IMN #12 — Pascal Boyart
It's Monday Night #12
Tonight, let’s share thoughts about @pascalboyart’s work.
Pascal proposes something that is, to my knowledge, unprecedented in crypto-art history: a radical attempt to re-enact a masterpiece. The Sistine Chapel.
My hypothesis: this reconstruction is somehow a complete failure. But it draws from this failure a staggering power that manages, in a surprising way, to be faithful both to its contemporaries - us - and to the Italian master himself. Let me elaborate.
Behind @pascalboyart's project, there is the seriousness that only a child can show. For it is indeed a kind of whim that we are talking about: reproducing the fresco of the Sistine Chapel - in particular the scene of the last judgment - on the wall of an art squat.
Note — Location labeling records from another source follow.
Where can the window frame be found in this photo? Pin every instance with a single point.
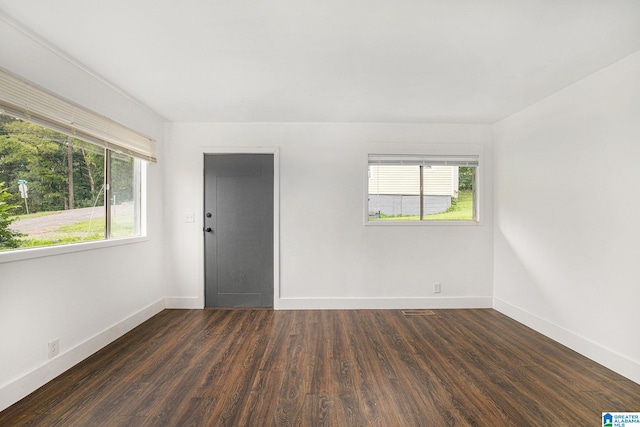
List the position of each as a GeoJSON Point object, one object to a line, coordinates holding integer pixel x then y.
{"type": "Point", "coordinates": [427, 150]}
{"type": "Point", "coordinates": [29, 102]}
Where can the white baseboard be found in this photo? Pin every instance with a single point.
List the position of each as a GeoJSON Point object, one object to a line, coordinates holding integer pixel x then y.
{"type": "Point", "coordinates": [616, 362]}
{"type": "Point", "coordinates": [381, 303]}
{"type": "Point", "coordinates": [184, 302]}
{"type": "Point", "coordinates": [12, 392]}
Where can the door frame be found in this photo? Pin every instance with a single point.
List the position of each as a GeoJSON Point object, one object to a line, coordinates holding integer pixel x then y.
{"type": "Point", "coordinates": [276, 212]}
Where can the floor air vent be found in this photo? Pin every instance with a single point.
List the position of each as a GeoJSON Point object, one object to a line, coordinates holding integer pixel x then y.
{"type": "Point", "coordinates": [418, 312]}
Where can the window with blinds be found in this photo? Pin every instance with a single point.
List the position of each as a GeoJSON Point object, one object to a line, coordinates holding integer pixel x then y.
{"type": "Point", "coordinates": [67, 174]}
{"type": "Point", "coordinates": [414, 188]}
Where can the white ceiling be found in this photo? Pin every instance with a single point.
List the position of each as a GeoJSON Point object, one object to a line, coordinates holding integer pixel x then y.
{"type": "Point", "coordinates": [472, 61]}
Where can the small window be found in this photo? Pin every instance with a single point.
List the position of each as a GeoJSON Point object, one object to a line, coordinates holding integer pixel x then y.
{"type": "Point", "coordinates": [414, 188]}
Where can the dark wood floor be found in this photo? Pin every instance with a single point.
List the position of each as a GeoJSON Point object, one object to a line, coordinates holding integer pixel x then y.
{"type": "Point", "coordinates": [329, 368]}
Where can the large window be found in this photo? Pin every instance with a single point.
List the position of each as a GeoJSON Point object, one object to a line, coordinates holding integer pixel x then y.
{"type": "Point", "coordinates": [65, 180]}
{"type": "Point", "coordinates": [422, 188]}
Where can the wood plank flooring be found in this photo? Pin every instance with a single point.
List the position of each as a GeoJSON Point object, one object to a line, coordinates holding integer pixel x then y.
{"type": "Point", "coordinates": [329, 368]}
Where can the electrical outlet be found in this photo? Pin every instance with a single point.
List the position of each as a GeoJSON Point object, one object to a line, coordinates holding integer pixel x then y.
{"type": "Point", "coordinates": [54, 348]}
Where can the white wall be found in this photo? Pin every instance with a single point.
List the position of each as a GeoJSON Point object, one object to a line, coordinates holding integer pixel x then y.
{"type": "Point", "coordinates": [328, 258]}
{"type": "Point", "coordinates": [566, 216]}
{"type": "Point", "coordinates": [83, 298]}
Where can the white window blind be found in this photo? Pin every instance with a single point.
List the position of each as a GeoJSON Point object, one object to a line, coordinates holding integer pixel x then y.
{"type": "Point", "coordinates": [426, 160]}
{"type": "Point", "coordinates": [27, 101]}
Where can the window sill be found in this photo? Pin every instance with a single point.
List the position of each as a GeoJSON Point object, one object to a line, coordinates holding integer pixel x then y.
{"type": "Point", "coordinates": [398, 223]}
{"type": "Point", "coordinates": [45, 251]}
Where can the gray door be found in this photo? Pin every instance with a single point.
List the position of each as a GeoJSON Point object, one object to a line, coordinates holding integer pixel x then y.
{"type": "Point", "coordinates": [238, 230]}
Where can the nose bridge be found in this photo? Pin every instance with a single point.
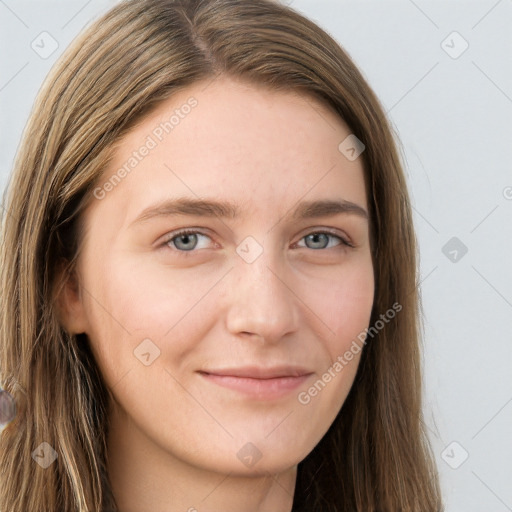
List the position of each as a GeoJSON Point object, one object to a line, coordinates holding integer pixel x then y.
{"type": "Point", "coordinates": [260, 301]}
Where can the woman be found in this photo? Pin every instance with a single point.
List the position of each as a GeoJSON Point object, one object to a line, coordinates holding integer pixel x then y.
{"type": "Point", "coordinates": [259, 370]}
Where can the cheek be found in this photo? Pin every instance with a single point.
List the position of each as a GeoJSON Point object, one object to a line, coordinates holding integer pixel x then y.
{"type": "Point", "coordinates": [343, 302]}
{"type": "Point", "coordinates": [129, 301]}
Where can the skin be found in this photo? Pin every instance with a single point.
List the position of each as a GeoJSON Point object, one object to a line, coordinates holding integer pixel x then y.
{"type": "Point", "coordinates": [174, 435]}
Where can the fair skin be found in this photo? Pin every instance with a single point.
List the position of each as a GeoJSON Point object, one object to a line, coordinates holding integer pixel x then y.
{"type": "Point", "coordinates": [179, 437]}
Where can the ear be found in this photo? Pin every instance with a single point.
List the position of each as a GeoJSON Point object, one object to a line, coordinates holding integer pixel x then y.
{"type": "Point", "coordinates": [69, 302]}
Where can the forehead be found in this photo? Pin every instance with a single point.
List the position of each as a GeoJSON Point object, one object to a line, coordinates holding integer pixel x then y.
{"type": "Point", "coordinates": [239, 142]}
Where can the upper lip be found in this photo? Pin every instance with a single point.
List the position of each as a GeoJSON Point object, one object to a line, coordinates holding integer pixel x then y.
{"type": "Point", "coordinates": [259, 372]}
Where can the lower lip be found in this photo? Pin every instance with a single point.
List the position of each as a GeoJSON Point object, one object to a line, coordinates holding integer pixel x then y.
{"type": "Point", "coordinates": [263, 389]}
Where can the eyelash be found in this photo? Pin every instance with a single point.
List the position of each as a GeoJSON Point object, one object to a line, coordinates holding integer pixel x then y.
{"type": "Point", "coordinates": [171, 236]}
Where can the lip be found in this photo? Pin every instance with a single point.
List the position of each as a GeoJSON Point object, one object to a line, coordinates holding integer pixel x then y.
{"type": "Point", "coordinates": [258, 382]}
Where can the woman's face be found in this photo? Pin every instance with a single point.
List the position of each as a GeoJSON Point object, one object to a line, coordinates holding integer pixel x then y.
{"type": "Point", "coordinates": [212, 342]}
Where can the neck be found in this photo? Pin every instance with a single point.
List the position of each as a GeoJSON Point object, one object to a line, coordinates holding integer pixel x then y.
{"type": "Point", "coordinates": [146, 477]}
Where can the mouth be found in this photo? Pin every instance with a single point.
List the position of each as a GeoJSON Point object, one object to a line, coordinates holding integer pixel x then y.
{"type": "Point", "coordinates": [258, 382]}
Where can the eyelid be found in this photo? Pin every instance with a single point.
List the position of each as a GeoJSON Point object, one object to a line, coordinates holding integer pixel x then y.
{"type": "Point", "coordinates": [344, 239]}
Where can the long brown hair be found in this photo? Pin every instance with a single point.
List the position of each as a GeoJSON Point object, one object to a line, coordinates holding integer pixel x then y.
{"type": "Point", "coordinates": [376, 455]}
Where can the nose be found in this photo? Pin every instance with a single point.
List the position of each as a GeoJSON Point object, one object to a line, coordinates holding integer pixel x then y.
{"type": "Point", "coordinates": [260, 301]}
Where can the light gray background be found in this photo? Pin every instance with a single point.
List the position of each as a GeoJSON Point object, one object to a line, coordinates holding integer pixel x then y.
{"type": "Point", "coordinates": [453, 114]}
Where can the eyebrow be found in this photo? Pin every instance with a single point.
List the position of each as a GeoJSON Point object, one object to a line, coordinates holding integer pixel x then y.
{"type": "Point", "coordinates": [224, 209]}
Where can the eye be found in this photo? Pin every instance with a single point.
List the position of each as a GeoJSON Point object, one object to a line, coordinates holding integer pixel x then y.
{"type": "Point", "coordinates": [187, 240]}
{"type": "Point", "coordinates": [319, 239]}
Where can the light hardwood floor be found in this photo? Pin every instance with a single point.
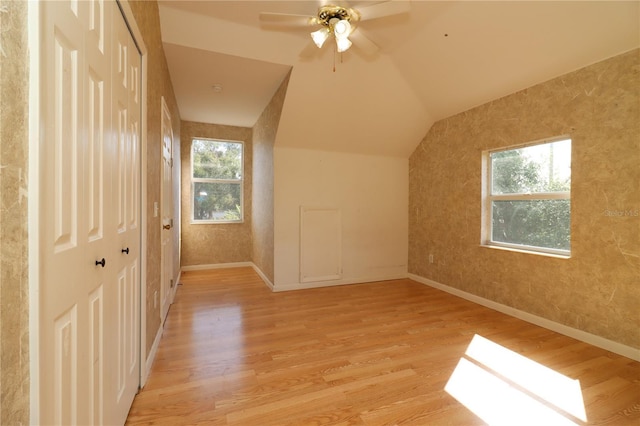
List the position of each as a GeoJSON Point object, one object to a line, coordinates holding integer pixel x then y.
{"type": "Point", "coordinates": [381, 353]}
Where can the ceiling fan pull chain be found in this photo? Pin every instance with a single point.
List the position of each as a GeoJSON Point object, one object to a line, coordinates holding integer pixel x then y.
{"type": "Point", "coordinates": [334, 59]}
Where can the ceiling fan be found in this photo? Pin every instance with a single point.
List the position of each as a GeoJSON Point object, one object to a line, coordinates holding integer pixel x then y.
{"type": "Point", "coordinates": [340, 22]}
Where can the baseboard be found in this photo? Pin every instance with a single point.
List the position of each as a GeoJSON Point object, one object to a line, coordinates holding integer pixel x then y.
{"type": "Point", "coordinates": [216, 266]}
{"type": "Point", "coordinates": [334, 283]}
{"type": "Point", "coordinates": [583, 336]}
{"type": "Point", "coordinates": [151, 357]}
{"type": "Point", "coordinates": [264, 278]}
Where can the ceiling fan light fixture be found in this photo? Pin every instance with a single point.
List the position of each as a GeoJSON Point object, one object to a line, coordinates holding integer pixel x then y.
{"type": "Point", "coordinates": [342, 29]}
{"type": "Point", "coordinates": [343, 44]}
{"type": "Point", "coordinates": [320, 36]}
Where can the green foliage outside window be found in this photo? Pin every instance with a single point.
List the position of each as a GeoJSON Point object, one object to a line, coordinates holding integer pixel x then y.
{"type": "Point", "coordinates": [217, 180]}
{"type": "Point", "coordinates": [538, 220]}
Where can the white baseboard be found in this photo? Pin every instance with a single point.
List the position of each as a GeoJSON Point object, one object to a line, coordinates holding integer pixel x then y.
{"type": "Point", "coordinates": [216, 266]}
{"type": "Point", "coordinates": [583, 336]}
{"type": "Point", "coordinates": [146, 370]}
{"type": "Point", "coordinates": [334, 283]}
{"type": "Point", "coordinates": [229, 265]}
{"type": "Point", "coordinates": [266, 280]}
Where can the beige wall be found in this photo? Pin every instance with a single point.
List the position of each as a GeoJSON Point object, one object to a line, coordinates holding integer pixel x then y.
{"type": "Point", "coordinates": [206, 244]}
{"type": "Point", "coordinates": [372, 195]}
{"type": "Point", "coordinates": [597, 290]}
{"type": "Point", "coordinates": [158, 85]}
{"type": "Point", "coordinates": [264, 135]}
{"type": "Point", "coordinates": [14, 289]}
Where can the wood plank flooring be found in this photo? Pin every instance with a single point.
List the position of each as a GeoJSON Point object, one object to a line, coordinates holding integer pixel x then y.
{"type": "Point", "coordinates": [234, 353]}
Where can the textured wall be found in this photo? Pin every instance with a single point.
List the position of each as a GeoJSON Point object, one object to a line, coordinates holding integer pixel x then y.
{"type": "Point", "coordinates": [158, 85]}
{"type": "Point", "coordinates": [205, 244]}
{"type": "Point", "coordinates": [14, 290]}
{"type": "Point", "coordinates": [372, 194]}
{"type": "Point", "coordinates": [264, 136]}
{"type": "Point", "coordinates": [598, 289]}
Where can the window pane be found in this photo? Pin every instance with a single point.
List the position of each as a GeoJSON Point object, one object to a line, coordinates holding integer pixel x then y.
{"type": "Point", "coordinates": [540, 168]}
{"type": "Point", "coordinates": [216, 160]}
{"type": "Point", "coordinates": [538, 223]}
{"type": "Point", "coordinates": [217, 201]}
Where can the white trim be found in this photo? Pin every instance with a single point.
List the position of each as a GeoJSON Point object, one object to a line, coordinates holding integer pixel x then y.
{"type": "Point", "coordinates": [583, 336]}
{"type": "Point", "coordinates": [139, 40]}
{"type": "Point", "coordinates": [266, 280]}
{"type": "Point", "coordinates": [318, 284]}
{"type": "Point", "coordinates": [176, 281]}
{"type": "Point", "coordinates": [216, 266]}
{"type": "Point", "coordinates": [33, 205]}
{"type": "Point", "coordinates": [240, 182]}
{"type": "Point", "coordinates": [151, 357]}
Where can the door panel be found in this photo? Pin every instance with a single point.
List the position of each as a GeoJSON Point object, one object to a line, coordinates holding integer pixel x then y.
{"type": "Point", "coordinates": [84, 312]}
{"type": "Point", "coordinates": [166, 233]}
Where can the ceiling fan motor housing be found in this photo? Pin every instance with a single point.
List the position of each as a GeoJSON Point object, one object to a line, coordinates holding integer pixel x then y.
{"type": "Point", "coordinates": [329, 12]}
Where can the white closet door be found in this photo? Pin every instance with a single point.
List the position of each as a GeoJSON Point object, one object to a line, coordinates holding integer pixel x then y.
{"type": "Point", "coordinates": [79, 246]}
{"type": "Point", "coordinates": [124, 335]}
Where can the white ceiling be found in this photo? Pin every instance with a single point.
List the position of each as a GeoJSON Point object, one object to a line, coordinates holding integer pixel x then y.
{"type": "Point", "coordinates": [441, 58]}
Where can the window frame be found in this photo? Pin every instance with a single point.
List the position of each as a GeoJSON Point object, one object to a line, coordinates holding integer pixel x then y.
{"type": "Point", "coordinates": [195, 180]}
{"type": "Point", "coordinates": [488, 198]}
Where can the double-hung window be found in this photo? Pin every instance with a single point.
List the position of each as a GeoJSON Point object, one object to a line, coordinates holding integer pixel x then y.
{"type": "Point", "coordinates": [216, 181]}
{"type": "Point", "coordinates": [527, 202]}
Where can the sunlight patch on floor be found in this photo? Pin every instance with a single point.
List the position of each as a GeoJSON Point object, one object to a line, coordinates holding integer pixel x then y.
{"type": "Point", "coordinates": [505, 388]}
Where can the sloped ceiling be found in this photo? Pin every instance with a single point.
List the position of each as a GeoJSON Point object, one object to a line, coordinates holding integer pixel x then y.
{"type": "Point", "coordinates": [439, 59]}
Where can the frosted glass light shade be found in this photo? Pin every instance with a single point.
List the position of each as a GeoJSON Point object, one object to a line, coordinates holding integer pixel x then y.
{"type": "Point", "coordinates": [320, 36]}
{"type": "Point", "coordinates": [343, 44]}
{"type": "Point", "coordinates": [342, 29]}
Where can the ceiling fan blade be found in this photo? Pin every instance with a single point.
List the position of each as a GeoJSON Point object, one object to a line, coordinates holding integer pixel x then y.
{"type": "Point", "coordinates": [287, 19]}
{"type": "Point", "coordinates": [383, 9]}
{"type": "Point", "coordinates": [363, 43]}
{"type": "Point", "coordinates": [309, 52]}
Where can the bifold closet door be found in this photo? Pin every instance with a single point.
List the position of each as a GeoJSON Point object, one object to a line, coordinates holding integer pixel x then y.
{"type": "Point", "coordinates": [80, 249]}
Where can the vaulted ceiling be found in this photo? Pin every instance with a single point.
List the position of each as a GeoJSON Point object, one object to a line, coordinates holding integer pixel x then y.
{"type": "Point", "coordinates": [439, 59]}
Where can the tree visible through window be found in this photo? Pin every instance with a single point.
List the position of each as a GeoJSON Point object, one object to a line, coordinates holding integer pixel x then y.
{"type": "Point", "coordinates": [216, 184]}
{"type": "Point", "coordinates": [529, 197]}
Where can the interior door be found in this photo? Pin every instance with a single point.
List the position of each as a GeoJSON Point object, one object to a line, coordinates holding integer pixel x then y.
{"type": "Point", "coordinates": [74, 217]}
{"type": "Point", "coordinates": [124, 333]}
{"type": "Point", "coordinates": [166, 286]}
{"type": "Point", "coordinates": [81, 264]}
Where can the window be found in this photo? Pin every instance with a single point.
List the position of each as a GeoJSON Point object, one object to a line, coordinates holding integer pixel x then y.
{"type": "Point", "coordinates": [528, 197]}
{"type": "Point", "coordinates": [216, 181]}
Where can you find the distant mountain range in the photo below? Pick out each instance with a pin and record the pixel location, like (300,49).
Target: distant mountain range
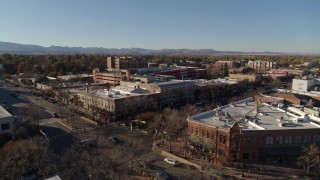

I say it as a compliment: anyone but a child would be discouraged by the thanklessness and magnitude of the task - its excessiveness. There is a slightly heroic and absurd generosity in this enterprise: something that, for the best, reminds me of both Hercules and Don Quixote.
But the project is less crazy than it seems. First of all, because it is based on a very accurate intuition: the space of «la Fonderie» (the name of the place where Pascal recreates the fresco) really evokes an arch, with its deep rectangular structure and its vaulted ceiling.
Then, because the wall itself, by its dimensions and by the positioning of its two windows (a little higher than the center), almost cuts itself following the golden ratio. It could have been built for the execution of a classical iconographic program.
Moreover, @pascalboyart handles his whims in a methodical way. When I say that he reenacts the fresco, it is not an abuse of language.
He changes the scale, resizes the length and width, recomposes the space and the placement of the characters according to the presence of the two windows - which already requires talent.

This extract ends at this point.